It’s an omelette to me but I can see others would argue a pancake so let’s settle on pomelette…..more omelette than pancake though 😉 I love these kinds of recipes, super simple, tasty and obscenely healthy. These are a surefire way to get that lunchy brunchy savoury fix.
I love using chickpea flour in my recipes, and this chickpea omelette is further proof! In fact, I have a love affair with chickpea/gram/besan flour. It has magical versatility!! Chickpea + water = magic! It all started with the socca which is that good I made this daily for a while there! This sweet potato omelette blows my mind still. It makes mean waffles and sweet pancakes too not to mention pasta and tofu (yes really!).
It’s just a complete bonus to me that chickpea flour happens to be an amazingly healthy ingredient.
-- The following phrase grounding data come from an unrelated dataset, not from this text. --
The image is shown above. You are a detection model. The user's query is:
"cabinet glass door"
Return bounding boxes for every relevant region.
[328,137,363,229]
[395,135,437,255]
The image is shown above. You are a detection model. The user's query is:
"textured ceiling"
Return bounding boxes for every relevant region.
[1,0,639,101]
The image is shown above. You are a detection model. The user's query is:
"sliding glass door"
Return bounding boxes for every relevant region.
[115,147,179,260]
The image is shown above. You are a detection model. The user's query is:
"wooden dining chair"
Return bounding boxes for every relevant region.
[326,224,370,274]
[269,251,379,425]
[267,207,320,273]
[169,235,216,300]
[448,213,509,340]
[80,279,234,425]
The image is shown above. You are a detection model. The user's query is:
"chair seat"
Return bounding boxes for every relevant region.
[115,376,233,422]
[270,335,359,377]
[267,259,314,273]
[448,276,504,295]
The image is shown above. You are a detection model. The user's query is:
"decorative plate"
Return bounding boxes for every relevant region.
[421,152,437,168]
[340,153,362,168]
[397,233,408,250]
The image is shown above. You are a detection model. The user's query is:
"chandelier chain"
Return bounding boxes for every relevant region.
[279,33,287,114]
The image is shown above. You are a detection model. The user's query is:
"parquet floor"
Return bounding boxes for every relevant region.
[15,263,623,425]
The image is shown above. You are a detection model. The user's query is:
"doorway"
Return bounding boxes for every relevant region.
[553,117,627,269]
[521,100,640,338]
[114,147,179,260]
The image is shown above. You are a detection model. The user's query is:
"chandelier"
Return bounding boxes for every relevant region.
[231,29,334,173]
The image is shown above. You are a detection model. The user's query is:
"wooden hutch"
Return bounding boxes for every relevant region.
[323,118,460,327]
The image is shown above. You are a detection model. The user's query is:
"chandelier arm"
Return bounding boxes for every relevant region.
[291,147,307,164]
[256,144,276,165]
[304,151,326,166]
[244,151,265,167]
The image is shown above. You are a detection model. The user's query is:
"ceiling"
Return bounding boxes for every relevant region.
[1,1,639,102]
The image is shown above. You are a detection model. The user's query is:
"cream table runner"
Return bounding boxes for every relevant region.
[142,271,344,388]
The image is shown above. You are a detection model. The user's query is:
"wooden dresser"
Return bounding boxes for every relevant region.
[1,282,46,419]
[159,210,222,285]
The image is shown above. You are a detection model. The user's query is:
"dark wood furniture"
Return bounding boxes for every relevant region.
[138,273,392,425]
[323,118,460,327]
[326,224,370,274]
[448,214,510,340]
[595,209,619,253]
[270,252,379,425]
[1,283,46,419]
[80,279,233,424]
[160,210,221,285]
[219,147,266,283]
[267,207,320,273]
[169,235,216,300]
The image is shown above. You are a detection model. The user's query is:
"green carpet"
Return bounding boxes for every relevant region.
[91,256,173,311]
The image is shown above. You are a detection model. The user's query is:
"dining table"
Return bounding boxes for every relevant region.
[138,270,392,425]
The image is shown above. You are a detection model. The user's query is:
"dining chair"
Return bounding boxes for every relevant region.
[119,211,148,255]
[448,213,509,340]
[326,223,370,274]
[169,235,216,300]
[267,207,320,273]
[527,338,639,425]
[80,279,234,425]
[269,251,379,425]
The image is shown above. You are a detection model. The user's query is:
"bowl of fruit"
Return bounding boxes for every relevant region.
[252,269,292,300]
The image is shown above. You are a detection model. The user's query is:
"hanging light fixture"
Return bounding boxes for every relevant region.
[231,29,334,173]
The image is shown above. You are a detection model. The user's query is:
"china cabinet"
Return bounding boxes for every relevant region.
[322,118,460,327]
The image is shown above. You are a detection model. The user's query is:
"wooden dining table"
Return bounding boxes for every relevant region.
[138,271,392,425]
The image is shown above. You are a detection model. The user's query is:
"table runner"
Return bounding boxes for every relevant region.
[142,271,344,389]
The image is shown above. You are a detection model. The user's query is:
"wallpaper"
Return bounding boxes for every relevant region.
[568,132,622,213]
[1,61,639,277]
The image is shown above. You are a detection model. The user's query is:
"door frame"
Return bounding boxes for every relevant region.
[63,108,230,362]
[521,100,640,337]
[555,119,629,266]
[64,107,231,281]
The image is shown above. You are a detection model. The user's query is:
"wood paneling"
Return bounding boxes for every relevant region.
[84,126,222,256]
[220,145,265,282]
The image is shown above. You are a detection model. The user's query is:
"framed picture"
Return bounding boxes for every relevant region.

This gluten free flour is packed full of protein, iron + fibre and if that’s not reason enough to invest in a big pack of this good stuff then check out these stats on it’s amazingness in terms of health and adaptability.
Chickpea Omelette / Pancake
2 cups chickpea flour
2 1/2 cups almond milk or water
1 tablespoon psyllium husk (optional)
2 tablespoons nutritional yeast (optional)
salt + pepper
1/2 teaspoon turmeric
favourite vegetables (onion/tomato/pepper works well)
- Mix all the ingredients excluding the vegetables + allow to sit for 10 minutes.
- Meanwhile heat a non stick frying pan over a medium heat + ladle the batter to cover the pan to desired thickness.
- Add your prepared veg + cook for 4-5 minutes. Bubbles will form + it will be obvious when to flip the omelette or fold over for a minute or so. Both options work well.
- If you are making a batch, keep them warm in a very low heat oven.